Dataset and Preprocessing

Dataset: The 20 Newsgroups dataset (Atheism vs. Christianity categories) was used.
Preprocessing:
- Text was vectorized using TF-IDF to represent words numerically.
- Features were limited to the top 1,000 terms for efficiency.

Classification

Model: A linear Support Vector Machine trained using SGDClassifier.
Metrics: The classifier’s accuracy was evaluated using a confusion matrix.

SHAP Explanations

Generated SHAP explanations for correctly and misclassified documents.
Identified key features contributing to classification and misclassification.
Visualized SHAP values for individual documents and summarized feature importance across the dataset.

Results

SHAP Analysis

Misclassified documents were analyzed using SHAP to identify features contributing to errors.
SHAP summary plots revealed that domain-specific words like “faith” and “science” had significant impacts on misclassifications.

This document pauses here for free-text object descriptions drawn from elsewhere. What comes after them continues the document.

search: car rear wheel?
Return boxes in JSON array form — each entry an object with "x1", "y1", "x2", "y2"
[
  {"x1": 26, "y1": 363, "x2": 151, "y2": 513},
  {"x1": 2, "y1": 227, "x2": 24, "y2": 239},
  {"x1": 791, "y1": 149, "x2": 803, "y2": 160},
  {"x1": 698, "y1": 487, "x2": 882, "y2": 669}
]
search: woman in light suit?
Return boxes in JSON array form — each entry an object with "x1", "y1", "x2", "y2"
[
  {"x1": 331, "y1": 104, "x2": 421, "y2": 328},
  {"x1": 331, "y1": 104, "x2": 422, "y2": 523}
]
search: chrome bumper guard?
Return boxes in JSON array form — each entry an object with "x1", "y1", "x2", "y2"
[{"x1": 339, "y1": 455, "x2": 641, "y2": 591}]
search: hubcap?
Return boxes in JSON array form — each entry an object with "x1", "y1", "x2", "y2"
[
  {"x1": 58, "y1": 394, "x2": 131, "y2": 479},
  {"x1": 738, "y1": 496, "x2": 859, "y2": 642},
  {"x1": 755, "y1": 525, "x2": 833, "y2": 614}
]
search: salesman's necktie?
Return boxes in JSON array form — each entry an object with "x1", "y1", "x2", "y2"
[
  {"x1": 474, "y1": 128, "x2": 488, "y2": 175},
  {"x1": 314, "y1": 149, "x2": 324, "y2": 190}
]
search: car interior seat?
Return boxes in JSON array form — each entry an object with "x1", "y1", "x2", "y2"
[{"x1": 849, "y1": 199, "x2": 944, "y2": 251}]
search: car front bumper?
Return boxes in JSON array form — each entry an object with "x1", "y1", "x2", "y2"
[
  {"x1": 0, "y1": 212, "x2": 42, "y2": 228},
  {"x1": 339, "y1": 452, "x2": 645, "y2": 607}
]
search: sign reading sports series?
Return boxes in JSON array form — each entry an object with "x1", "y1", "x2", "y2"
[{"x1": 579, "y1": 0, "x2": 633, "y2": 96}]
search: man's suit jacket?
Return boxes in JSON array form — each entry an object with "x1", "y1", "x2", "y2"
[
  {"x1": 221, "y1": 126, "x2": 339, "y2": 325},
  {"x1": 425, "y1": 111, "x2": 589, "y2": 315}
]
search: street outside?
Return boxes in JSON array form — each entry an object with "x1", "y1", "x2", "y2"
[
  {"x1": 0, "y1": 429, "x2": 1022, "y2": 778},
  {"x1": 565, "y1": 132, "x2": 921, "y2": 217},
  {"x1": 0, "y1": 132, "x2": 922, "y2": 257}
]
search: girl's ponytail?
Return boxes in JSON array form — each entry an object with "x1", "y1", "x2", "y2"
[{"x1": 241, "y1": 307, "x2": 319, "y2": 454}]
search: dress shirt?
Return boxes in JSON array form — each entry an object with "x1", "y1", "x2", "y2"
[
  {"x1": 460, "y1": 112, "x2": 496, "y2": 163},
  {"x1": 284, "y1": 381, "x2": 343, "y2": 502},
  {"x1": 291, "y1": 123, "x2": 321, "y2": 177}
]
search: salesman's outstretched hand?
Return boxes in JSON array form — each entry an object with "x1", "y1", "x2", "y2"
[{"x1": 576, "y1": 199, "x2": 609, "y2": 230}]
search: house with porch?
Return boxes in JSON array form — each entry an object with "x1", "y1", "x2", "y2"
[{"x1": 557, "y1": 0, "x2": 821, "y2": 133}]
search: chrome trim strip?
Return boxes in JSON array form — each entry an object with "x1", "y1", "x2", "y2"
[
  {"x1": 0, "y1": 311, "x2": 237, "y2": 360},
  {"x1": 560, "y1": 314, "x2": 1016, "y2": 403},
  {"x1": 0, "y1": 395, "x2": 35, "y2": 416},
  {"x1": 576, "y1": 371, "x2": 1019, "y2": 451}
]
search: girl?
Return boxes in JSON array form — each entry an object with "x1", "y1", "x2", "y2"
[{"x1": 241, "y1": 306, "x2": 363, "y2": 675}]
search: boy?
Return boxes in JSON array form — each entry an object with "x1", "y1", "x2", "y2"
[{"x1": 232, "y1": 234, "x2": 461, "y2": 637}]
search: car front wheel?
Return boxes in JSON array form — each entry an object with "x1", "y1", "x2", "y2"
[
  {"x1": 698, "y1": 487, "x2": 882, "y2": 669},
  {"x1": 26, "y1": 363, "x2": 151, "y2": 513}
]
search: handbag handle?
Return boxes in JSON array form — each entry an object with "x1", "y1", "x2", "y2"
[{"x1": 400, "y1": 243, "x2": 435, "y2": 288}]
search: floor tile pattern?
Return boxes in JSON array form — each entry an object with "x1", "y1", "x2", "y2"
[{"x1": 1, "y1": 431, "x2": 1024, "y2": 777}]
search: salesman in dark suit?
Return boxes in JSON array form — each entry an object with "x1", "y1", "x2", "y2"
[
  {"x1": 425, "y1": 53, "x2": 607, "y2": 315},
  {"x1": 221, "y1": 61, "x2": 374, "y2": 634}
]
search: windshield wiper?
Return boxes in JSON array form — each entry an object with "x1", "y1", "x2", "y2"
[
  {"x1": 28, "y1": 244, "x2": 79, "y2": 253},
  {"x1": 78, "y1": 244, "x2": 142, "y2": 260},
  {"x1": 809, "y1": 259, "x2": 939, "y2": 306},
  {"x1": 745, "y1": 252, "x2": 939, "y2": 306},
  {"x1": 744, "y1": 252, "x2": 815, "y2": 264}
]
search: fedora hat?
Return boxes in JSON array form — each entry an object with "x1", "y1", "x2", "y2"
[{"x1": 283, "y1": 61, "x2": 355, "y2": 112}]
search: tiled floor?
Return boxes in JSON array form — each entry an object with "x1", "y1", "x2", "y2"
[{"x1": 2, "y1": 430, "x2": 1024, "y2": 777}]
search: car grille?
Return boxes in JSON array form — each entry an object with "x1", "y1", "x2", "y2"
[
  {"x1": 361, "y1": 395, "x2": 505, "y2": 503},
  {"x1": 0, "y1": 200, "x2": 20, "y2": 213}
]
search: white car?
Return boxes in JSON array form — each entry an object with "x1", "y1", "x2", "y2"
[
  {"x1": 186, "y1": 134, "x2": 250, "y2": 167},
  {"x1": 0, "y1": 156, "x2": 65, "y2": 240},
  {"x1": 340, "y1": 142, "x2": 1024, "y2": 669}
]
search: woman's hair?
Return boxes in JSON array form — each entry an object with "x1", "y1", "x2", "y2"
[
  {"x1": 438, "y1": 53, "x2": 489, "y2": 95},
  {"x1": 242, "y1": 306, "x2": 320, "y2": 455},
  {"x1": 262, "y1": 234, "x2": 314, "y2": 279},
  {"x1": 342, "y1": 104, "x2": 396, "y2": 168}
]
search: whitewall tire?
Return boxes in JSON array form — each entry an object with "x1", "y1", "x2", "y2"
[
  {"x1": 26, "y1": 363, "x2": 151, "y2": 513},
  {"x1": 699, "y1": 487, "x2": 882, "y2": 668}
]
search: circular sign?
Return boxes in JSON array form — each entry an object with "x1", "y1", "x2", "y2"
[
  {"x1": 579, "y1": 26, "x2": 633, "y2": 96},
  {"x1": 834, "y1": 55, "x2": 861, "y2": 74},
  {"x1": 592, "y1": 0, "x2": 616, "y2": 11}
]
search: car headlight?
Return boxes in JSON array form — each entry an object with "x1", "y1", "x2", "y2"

Figure 4: Number of misclassified documents vs Sum of misclassfied weights

Feature Selection with SHAP

SHAP values were used to identify the most important features for the model.
A new model trained on selected features achieved an improved accuracy of 96.93%.
Example: A document misclassified before feature selection was correctly classified after retraining the model on the selected features.

Notebook and Code

The full implementation is available in the Jupyter Notebook:

SHAP Explanations Notebook

Future Work

Extend SHAP explanations to multi-class classification tasks.
Experiment with other datasets and classifiers to compare SHAP’s utility.
Explore advanced feature selection methods informed by SHAP values.